People here will tell you otherwise, but I have always found it a benefit that DH has a close female friend. Their mothers are best friends from childhood DH and our friend were pretty much like brother and sister. She treats me like she treats him and has worked hard to create a relationship with me. I am never excluded from their discussions and she often texts me independently. She also had given him advice from a female perspective that probably nipped some of our marriage issues in the bud.
I may be an odd duck but I am not a big fan of regulating your SO's long term platonic friendships. They have been friends for years (long before you came along it seems) and if you object, he is just going to take the friendship underground. Try to be a part of it. Then you will know for sure firsthand what it is all about.
I have only met her once and she was really great to me. She wasn't able to make the wedding due to a vacation booked way in advance. I haven't really seen them interact to say how she behaves around him but the one time there didn't seem to be anything to question. She lives kinda far from where we live so getting to know her more would be difficult and we have so little in common. I do agree that if I try to question this or shut it down that won't stop it and will take it underground.
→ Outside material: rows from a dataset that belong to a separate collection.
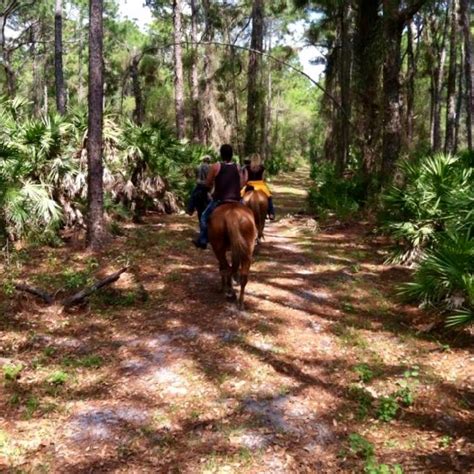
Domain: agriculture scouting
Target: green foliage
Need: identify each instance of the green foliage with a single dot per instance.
(364, 449)
(343, 196)
(43, 169)
(58, 378)
(432, 218)
(89, 362)
(364, 372)
(388, 408)
(437, 195)
(363, 398)
(11, 372)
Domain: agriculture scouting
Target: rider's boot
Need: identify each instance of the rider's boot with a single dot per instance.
(271, 209)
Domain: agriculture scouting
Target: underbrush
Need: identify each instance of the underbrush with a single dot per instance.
(43, 170)
(429, 215)
(331, 194)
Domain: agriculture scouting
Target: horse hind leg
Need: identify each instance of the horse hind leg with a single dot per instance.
(244, 276)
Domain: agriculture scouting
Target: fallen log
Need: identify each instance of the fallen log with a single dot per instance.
(76, 298)
(84, 293)
(46, 297)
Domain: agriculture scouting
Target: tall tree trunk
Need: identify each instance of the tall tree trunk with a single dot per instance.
(344, 112)
(138, 113)
(468, 67)
(6, 57)
(410, 84)
(391, 87)
(367, 85)
(80, 73)
(394, 21)
(254, 93)
(58, 58)
(268, 107)
(451, 85)
(437, 82)
(178, 71)
(459, 99)
(36, 79)
(195, 104)
(95, 195)
(206, 117)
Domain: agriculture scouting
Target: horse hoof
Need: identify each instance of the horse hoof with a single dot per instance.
(231, 296)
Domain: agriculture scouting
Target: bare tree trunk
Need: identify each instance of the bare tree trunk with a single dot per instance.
(254, 94)
(58, 59)
(6, 55)
(451, 86)
(95, 196)
(195, 104)
(391, 87)
(394, 20)
(138, 113)
(178, 71)
(367, 85)
(344, 112)
(468, 67)
(80, 73)
(36, 79)
(207, 124)
(268, 107)
(410, 84)
(459, 99)
(437, 75)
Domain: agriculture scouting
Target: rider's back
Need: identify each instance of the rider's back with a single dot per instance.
(227, 183)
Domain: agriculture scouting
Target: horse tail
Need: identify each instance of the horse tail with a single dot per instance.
(255, 205)
(239, 246)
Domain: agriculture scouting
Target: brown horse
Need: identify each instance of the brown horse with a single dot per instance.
(231, 227)
(257, 201)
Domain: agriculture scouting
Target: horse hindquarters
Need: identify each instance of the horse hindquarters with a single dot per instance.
(242, 235)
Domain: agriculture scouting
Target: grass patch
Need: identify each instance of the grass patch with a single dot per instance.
(349, 336)
(11, 372)
(58, 377)
(88, 362)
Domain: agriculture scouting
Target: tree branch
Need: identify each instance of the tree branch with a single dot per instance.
(84, 293)
(46, 297)
(410, 11)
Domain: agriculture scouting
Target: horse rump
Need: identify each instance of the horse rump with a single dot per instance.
(232, 227)
(257, 201)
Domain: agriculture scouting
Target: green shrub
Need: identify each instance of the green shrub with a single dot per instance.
(437, 195)
(444, 277)
(343, 196)
(431, 216)
(12, 372)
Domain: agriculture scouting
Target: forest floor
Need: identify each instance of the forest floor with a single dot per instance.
(324, 371)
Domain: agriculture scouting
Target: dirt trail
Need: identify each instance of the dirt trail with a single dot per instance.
(184, 382)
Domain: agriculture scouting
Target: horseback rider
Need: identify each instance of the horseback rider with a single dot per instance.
(200, 196)
(227, 179)
(255, 170)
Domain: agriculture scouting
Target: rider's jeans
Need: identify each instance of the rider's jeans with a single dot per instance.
(271, 207)
(203, 238)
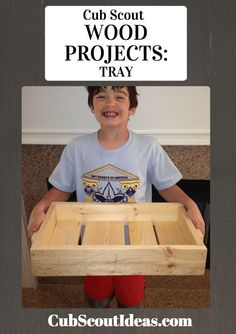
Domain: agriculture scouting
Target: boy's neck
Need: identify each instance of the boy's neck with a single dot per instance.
(112, 138)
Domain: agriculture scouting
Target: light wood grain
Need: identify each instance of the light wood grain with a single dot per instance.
(104, 233)
(142, 233)
(55, 250)
(66, 233)
(119, 260)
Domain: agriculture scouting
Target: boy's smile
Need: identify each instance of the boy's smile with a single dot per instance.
(111, 107)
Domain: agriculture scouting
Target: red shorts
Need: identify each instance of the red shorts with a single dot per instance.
(129, 290)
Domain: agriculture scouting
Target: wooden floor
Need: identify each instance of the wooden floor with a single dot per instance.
(160, 292)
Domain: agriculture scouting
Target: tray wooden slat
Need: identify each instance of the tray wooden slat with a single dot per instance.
(163, 241)
(170, 233)
(104, 233)
(141, 233)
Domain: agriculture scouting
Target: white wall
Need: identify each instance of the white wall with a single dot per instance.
(175, 115)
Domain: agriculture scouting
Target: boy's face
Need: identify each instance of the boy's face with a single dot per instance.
(111, 107)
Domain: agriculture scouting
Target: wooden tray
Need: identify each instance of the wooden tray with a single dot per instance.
(79, 239)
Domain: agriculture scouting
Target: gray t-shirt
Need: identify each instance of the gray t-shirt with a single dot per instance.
(123, 175)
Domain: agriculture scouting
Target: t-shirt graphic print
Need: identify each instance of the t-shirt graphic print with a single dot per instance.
(110, 184)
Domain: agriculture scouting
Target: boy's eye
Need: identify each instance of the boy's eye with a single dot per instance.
(120, 97)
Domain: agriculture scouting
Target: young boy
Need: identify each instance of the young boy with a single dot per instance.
(114, 165)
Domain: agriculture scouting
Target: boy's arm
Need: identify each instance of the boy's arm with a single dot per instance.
(39, 211)
(175, 194)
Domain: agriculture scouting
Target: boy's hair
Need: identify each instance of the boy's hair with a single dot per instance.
(93, 90)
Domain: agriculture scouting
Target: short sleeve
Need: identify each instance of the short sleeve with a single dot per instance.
(63, 176)
(163, 173)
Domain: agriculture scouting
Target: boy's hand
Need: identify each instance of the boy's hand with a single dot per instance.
(36, 219)
(194, 214)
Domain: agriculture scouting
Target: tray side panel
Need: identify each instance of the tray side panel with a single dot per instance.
(122, 260)
(44, 234)
(65, 233)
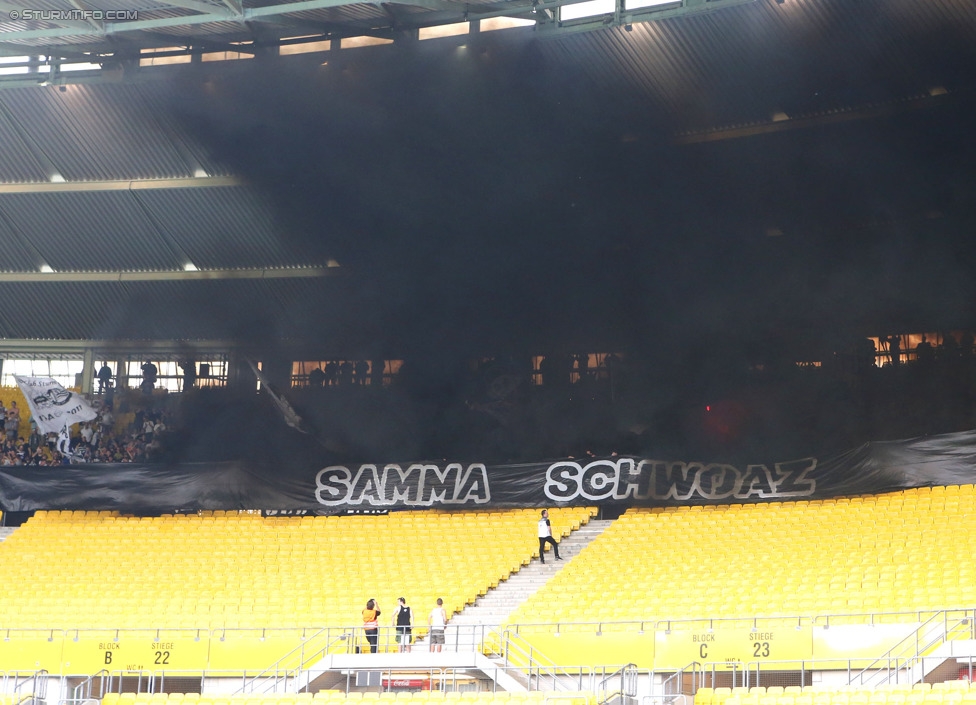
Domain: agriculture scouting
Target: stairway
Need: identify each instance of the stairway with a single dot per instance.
(465, 629)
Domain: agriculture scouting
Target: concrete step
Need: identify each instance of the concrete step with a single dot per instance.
(495, 607)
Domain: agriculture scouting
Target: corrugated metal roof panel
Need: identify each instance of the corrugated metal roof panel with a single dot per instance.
(212, 309)
(17, 162)
(97, 132)
(15, 254)
(158, 100)
(220, 227)
(101, 230)
(742, 63)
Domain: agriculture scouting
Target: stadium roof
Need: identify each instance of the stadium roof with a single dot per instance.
(126, 207)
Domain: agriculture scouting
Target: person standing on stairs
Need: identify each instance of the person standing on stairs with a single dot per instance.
(545, 536)
(403, 621)
(437, 620)
(371, 624)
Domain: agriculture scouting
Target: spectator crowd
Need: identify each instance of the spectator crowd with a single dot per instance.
(96, 441)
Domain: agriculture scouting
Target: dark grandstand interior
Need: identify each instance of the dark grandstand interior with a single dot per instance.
(732, 210)
(622, 350)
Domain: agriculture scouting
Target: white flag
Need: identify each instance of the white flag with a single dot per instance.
(52, 406)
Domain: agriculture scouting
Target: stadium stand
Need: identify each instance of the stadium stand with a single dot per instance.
(471, 698)
(849, 556)
(232, 570)
(940, 693)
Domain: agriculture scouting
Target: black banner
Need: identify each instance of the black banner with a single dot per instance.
(874, 468)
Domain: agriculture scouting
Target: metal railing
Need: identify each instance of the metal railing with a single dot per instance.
(618, 686)
(903, 658)
(279, 675)
(87, 689)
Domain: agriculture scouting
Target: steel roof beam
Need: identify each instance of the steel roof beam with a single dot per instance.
(170, 275)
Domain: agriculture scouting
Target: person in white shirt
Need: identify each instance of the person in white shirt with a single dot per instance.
(545, 536)
(437, 621)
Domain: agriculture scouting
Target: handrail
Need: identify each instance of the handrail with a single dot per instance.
(83, 691)
(678, 677)
(908, 651)
(537, 664)
(627, 675)
(274, 674)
Anonymous wrote:It was wrong of you to assume that your husband's friendship w/this woman would change after he married you.
If this was such a concern, I would have discussed this w/him prior to settling down.
It would be unfair of you to expect him to minimize their contact now.
I would just have to trust my husband that this is purely platonic in nature & that if he really wanted her, he never would have married me.
Hope this helps.

Anonymous wrote:Does he feel insecure or somehow inferior to you? He may be trying to hedge against the day you leave him, you, so beautiful, so much more accomplished (you pay the bills), and such?
Either that, or he's an idiot, or they are truly just friends and it's habit. In any case, you should be able to talk about it.